HISTORIAS DEL VENTORRO
Había una gaita colgada,
siempre lo recuerdo, una gaita encima de una foto antigua de la virgen, quizá
de finales de cualquier siglo; Alonso lo conservaba todo como lo dejara su
padre y antes su abuelo, el ventorro no tenía nombre, solo un eucalipto grande
en la puerta, un pozo con brocal de laja, un cubo de zinc, unas “estreores” y
un banco de madera de encina, todo eso en una especie de jardíncillo o patio
con horno al lado, luego la entrada, un saloncete misericordioso, unas mesas
con astillas crónicas, poco más de cuatro sillas de enea, un suelo de tierra y
una imagen grande de la Peña con dos velas en una hornacina al fondo a la
derecha; acá, a la izquierda, el mostrador y acaso encima dos gaseosas y una
botella de vino además del aguardiente; eso era el ventorro, pura efigie del
Andévalo profundo, a media legua de la ermita en dirección al sur, hacia los
campos bartolinos ya de menos jaral y de terreno más arenoso.
Por allí era obligado el
paso de los peregrinos y necesaria la parada, nunca faltaría un gallo para las
menudencias del hambre si se terciara echarle humo a la anafe y tueros a la
chimenea; Alonso y Sampedro eran justos los propios para remendar el cansancio
con sustancias de buen agrado y mucha “alicantina” en la mejoranza de la
conversación, para eso estaban allí día y noche, dulcificando la vida y
calmando al tiempo, entretenidos en resolver las emociones que se fueran
produciendo, como dos ermitaños más a medio camino entre El Cerro del Águila y
todo lo demás del horizonte.
Y allí me contó Sampedro
que conoció a Alonso un martes de Peña después de haber cumplido sus ritos
devocionales con la Madre y dirigirse hacia sus lejanías; allí sentó una noche
su disposición, se hizo a la silla y durmió sin dormirse atenta a los cantes de
gente de los alrededores que cubrían de tal manera un caminar que a oración
también pudiera parecerse.
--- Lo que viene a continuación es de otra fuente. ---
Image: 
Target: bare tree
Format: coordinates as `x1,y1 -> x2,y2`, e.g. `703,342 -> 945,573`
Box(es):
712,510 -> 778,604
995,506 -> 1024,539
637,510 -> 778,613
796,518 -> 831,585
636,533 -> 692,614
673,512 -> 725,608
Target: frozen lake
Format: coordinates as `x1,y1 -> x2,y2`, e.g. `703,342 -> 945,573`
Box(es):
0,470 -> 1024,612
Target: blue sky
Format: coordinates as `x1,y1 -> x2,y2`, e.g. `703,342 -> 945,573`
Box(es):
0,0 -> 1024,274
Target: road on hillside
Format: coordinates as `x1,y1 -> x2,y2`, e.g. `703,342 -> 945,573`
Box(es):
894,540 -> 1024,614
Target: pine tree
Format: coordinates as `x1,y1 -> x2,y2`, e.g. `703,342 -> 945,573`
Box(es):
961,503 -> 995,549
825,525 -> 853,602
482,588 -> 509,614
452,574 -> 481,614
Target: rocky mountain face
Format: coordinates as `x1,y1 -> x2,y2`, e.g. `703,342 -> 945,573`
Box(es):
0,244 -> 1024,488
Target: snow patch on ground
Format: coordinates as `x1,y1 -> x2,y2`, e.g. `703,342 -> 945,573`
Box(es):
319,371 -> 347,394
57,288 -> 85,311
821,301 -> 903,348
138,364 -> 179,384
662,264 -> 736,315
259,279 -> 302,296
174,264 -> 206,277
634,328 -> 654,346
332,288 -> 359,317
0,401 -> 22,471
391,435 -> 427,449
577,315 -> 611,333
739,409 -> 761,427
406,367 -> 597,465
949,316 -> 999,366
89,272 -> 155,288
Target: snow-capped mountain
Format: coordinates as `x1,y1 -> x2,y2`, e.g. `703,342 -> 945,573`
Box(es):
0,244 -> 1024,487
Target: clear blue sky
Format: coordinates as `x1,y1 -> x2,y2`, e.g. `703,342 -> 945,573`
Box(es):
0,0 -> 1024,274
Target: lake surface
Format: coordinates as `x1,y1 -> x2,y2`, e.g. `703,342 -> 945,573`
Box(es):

Y fue cómo Sampedro se fijó en la ternura de Alonso,
en sus modales y en sus sosiegos y se quiso enamorar de pronto como si lo
hubiera estado buscando en todos los sitios; y hubo de encontrarlo en el
ventorro una noche aun con olores a súplicas y a mayordomos nuevos, a poco más
de media legua del sagrado lugar y que por mor del destino y del amor se quedó
con él en la soledad del suelo de tierra y se hizo a la costumbre de alegrar
peregrinos y vivir en la plena satisfacción de sentirse otra. Y así llevan como
cincuenta o más años, que ni ellos lo saben.
Pasó mucho tiempo y
ahora mismo dudo, mi memoria es deficitaria en algunos recuerdos pero lo de la
imagen de la Peña en la hornacina no me permito olvidarlo.